08 Aug 2016
Overfitting and why it’s dangerous
In the world of machine learning, predictive performance is key.
A learning machine that can make accurate predictions of future performance based on analysis of past data is an invaluable tool for any business.
In fact, from a business perspective, predictive performance is really the whole point of using machine learning.
A machine that can even somewhat accurately predict the future behaviour of a target audience, customer base, or stock can dictate a strong strategy which will drive revenue.
This is a process that is simultaneously both incredibly simple and complex.
There are several factors that separate effective predictive performance from ineffective predictive performance in machine learning.
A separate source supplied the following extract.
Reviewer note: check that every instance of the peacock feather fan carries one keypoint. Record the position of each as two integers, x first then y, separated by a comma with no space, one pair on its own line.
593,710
The ability to analyse data, learning how to separate the “signal” from the “noise” in that data and identifying the key generalisations and patterns about past performance contained in that signal all affect the extent to which future performance will be effectively predicted.
Understanding how to discern between what is “signal” and what is “noise” is key.
The signal and the noise
When sitting in the cinema watching a movie, there are 2 clear information streams we want our brains to focus on: The images on the screen and the film’s soundtrack.
These 2 streams of information are the signal. With these, we are able to follow, understand and enjoy the film we paid to watch.
But, as anyone who has ever gone to the cinema will undoubtedly know,
there are other things going on in our awareness while we are focused on the film and its soundtrack:
– The guy on your left loudly crunching his popcorn
– The couple behind you who are making out
– The kid who keeps getting up to go to the bathroom
– The lady 3 rows down who is texting on her bright mobile phone screen
This information, while possibly louder, closer, or more intrusive than the information being broadcast on the screen or pumped out of the cinema’s speakers, will not help us understand the film we are watching.
Such irrelevant information is the noise.
Luckily for us, our brains have the ability to filter out such irrelevant information. Allowing us to differentiate between signal and noise, ignore what we don’t need, and focus on what we do.
This process is called “selective filtering”.
This allows us to prioritise the dialogue of the film over the crunching of nearby popcorn.
It isn’t a perfect system, but it is pretty close.
Rarely will we be so distracted by irrelevant information that we are rendered incapable of following the plot of the film we are watching (especially if we are watching a Michael Bay film).
Which brings us to overfitting.
Overfitting and why it is dangerous
Overfitting occurs when a learning machine proves incapable of generalising trends from the training data it has been given and attributes equal importance to all variations in the data. This causes the machine to substantially decrease, or even lose altogether, its predictive analysis power.
In overfitting (if we can return to our cinema analogy for a moment), equal credence is given to the sound of popcorn being chewed and to the dialogue of the film.
We remember the scene in the film where one of the characters forgot to turn his phone off, then answered it while running up the aisle toward the exit, whispering “hold on one minute, please”, and attempt to use this information to understand the film’s plot.
What ever happened to that character, anyway? I bet he knows where Dory is!
The problem is obvious.
Thank goodness for selective filtering.
Sadly for our machine learning counterparts, selective filtering does not happen automatically.
We must do it for them.
Every machine learning algorithm has a target function- an end goal. Some data is helpful in completing this target function, and some is not.
The parameters for identifying useful data (that with a causal relation to the target function) and irrelevant data (that with no causal relation to the target function) must be set by humans before effective machine learning can begin.
Begin this process with too many parameters, or not enough training data, and you get overfitting.
Rather than learning to generalise and identify trends, the machine will instead lean towards memorising the training data. This, while allowing the machine to perform exceptionally well when training, is effectively useless when unknown data is added into the mix.
This hampers predictive performance and leaves us with an algorithm that has not learned how to filter information or generalise at all.
While helpful for organising and classifying known data, attempting to use such an algorithm for predicting future data is an exercise in futility.
Sort of like making out in a cinema.